- Born: 24 September 1934 Bristol, England
- Died: 6 November 2004 (aged 70) Sutton, England
- Years active: 1948–2004
- Spouse: Ann Bell ​(m. 1971)​
- Children: 2

= Robert Lang (actor) =

English actor (1934–2004)

Robert Lang (24 September 1934 – 6 November 2004) was an English actor.

==Early life==
Lang was born in Bristol, the son of Richard Lionel Lang and Lily Violet (née Ballard). He was educated at Fairfield Grammar School and St Simon’s Church School.

==Career==
Lang's television credits include Out of the Unknown ("Deathday", 1971), That Was The Week That Was, Thriller (1 episode, 1974), The New Avengers ("The Last of the Cybernauts?", 1976), 1990, Raffles - The Last Laugh (1977), Rumpole of the Bailey (1979), Tales of the Unexpected (1979), King Lear (1983), Confessional (1989), Prince Caspian (1989), Under the Hammer (1994), Rasputin (1996), A Dance to the Music of Time (1997), The Forsyte Saga (2002), an episode of Midsomer Murders ("Destroying Angel", 2001), Our Mutual Friend (1998), and Heartbeat (2002). He also appeared in The Return of the Borrowers, as Mr Platter in 1993.

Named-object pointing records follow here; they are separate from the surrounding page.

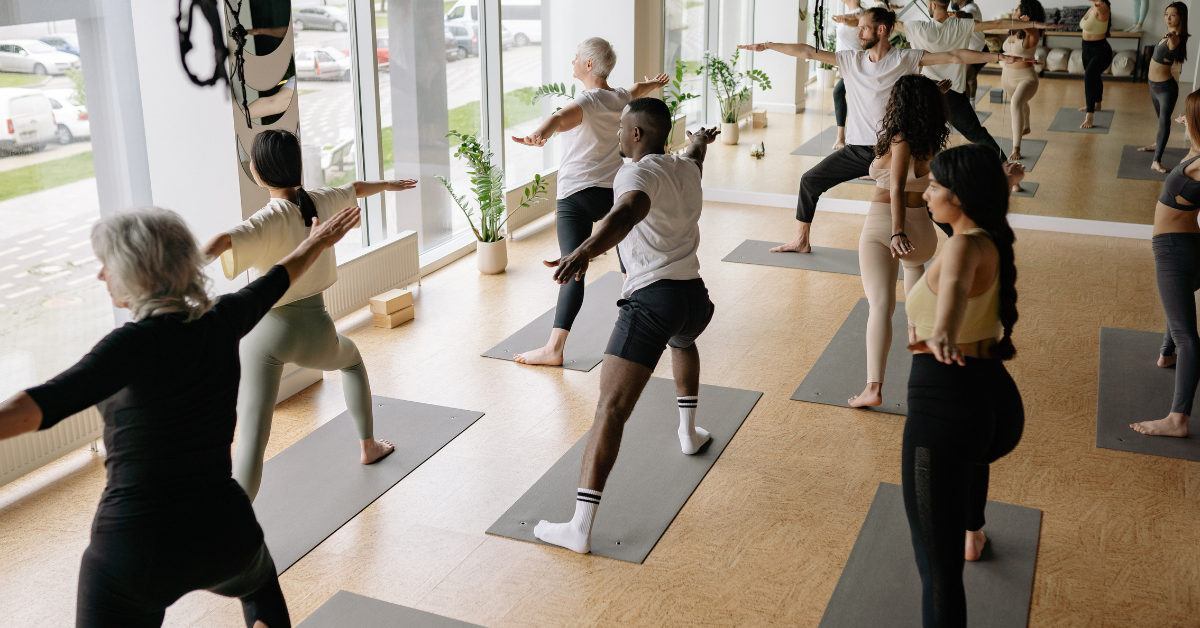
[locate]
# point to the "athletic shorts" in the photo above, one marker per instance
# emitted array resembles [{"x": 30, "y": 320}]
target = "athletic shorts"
[{"x": 665, "y": 314}]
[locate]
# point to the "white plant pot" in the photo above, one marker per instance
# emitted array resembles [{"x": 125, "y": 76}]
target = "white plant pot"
[
  {"x": 492, "y": 257},
  {"x": 729, "y": 133}
]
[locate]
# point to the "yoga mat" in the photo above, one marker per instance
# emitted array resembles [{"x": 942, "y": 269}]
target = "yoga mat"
[
  {"x": 589, "y": 334},
  {"x": 1135, "y": 165},
  {"x": 315, "y": 486},
  {"x": 1069, "y": 118},
  {"x": 881, "y": 586},
  {"x": 840, "y": 372},
  {"x": 346, "y": 609},
  {"x": 820, "y": 145},
  {"x": 651, "y": 482},
  {"x": 1133, "y": 389},
  {"x": 843, "y": 261},
  {"x": 1031, "y": 150}
]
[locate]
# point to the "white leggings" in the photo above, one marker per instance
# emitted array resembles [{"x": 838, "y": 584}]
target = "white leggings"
[
  {"x": 880, "y": 271},
  {"x": 1020, "y": 84}
]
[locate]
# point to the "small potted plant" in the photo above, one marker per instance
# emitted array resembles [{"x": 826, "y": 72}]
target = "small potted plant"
[
  {"x": 733, "y": 89},
  {"x": 487, "y": 186}
]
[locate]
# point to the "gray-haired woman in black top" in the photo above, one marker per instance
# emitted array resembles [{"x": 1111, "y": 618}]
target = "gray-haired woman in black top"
[
  {"x": 1176, "y": 245},
  {"x": 172, "y": 519}
]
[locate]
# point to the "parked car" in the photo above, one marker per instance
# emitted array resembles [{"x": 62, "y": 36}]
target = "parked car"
[
  {"x": 71, "y": 119},
  {"x": 33, "y": 57},
  {"x": 321, "y": 18},
  {"x": 63, "y": 42},
  {"x": 324, "y": 63},
  {"x": 28, "y": 120}
]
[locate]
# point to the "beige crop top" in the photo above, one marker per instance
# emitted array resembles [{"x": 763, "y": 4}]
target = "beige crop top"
[
  {"x": 979, "y": 322},
  {"x": 883, "y": 178}
]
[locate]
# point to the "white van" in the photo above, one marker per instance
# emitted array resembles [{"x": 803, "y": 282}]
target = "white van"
[
  {"x": 27, "y": 120},
  {"x": 522, "y": 18}
]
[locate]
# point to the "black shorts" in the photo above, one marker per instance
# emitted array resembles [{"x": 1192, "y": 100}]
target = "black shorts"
[{"x": 667, "y": 312}]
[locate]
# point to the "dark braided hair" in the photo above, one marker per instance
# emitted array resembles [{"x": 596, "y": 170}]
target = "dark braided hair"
[
  {"x": 973, "y": 174},
  {"x": 276, "y": 157},
  {"x": 917, "y": 114}
]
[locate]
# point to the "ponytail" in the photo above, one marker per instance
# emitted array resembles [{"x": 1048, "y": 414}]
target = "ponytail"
[
  {"x": 276, "y": 157},
  {"x": 973, "y": 174}
]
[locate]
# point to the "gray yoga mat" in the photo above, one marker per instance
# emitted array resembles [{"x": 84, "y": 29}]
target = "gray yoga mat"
[
  {"x": 840, "y": 372},
  {"x": 880, "y": 584},
  {"x": 843, "y": 261},
  {"x": 820, "y": 145},
  {"x": 1069, "y": 118},
  {"x": 1031, "y": 150},
  {"x": 589, "y": 334},
  {"x": 651, "y": 482},
  {"x": 1133, "y": 389},
  {"x": 1135, "y": 165},
  {"x": 346, "y": 609},
  {"x": 315, "y": 486}
]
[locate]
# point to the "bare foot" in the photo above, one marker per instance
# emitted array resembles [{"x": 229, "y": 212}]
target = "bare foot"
[
  {"x": 871, "y": 395},
  {"x": 976, "y": 542},
  {"x": 373, "y": 450},
  {"x": 1175, "y": 424}
]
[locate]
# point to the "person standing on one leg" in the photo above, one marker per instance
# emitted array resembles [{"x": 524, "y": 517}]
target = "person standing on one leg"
[
  {"x": 591, "y": 160},
  {"x": 869, "y": 75},
  {"x": 664, "y": 301}
]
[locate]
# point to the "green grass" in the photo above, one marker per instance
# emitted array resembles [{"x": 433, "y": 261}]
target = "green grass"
[
  {"x": 9, "y": 79},
  {"x": 29, "y": 179}
]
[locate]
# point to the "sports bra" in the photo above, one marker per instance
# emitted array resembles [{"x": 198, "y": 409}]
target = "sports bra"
[
  {"x": 1181, "y": 185},
  {"x": 1092, "y": 25},
  {"x": 981, "y": 320},
  {"x": 883, "y": 178}
]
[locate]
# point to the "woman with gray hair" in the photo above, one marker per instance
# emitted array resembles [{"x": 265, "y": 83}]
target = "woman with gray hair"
[
  {"x": 172, "y": 519},
  {"x": 591, "y": 160}
]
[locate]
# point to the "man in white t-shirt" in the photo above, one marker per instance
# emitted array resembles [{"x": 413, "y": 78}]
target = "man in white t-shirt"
[
  {"x": 664, "y": 303},
  {"x": 869, "y": 75}
]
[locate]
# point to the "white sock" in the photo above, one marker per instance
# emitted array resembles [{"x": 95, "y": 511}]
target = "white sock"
[
  {"x": 691, "y": 438},
  {"x": 576, "y": 533}
]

Lang's films include Interlude (1968), Dance of Death (1969), A Walk with Love and Death (1969), The House That Dripped Blood (1970), Savage Messiah (1972), The Mackintosh Man (1973), Night Watch (1973), Shout at the Devil (1976), Rogue Male (1976), The Medusa Touch (1978), The First Great Train Robbery (1978), Runners (1983), Hawks (1988), Four Weddings and a Funeral (1994) and Wilde (1997).

He played the Squire in Cider with Rosie (1998), and his final film appearance was as Mr Osbourne in Mrs. Palfrey at the Claremont (2005), screened a few months after his death from cancer in November 2004 at the age of 70.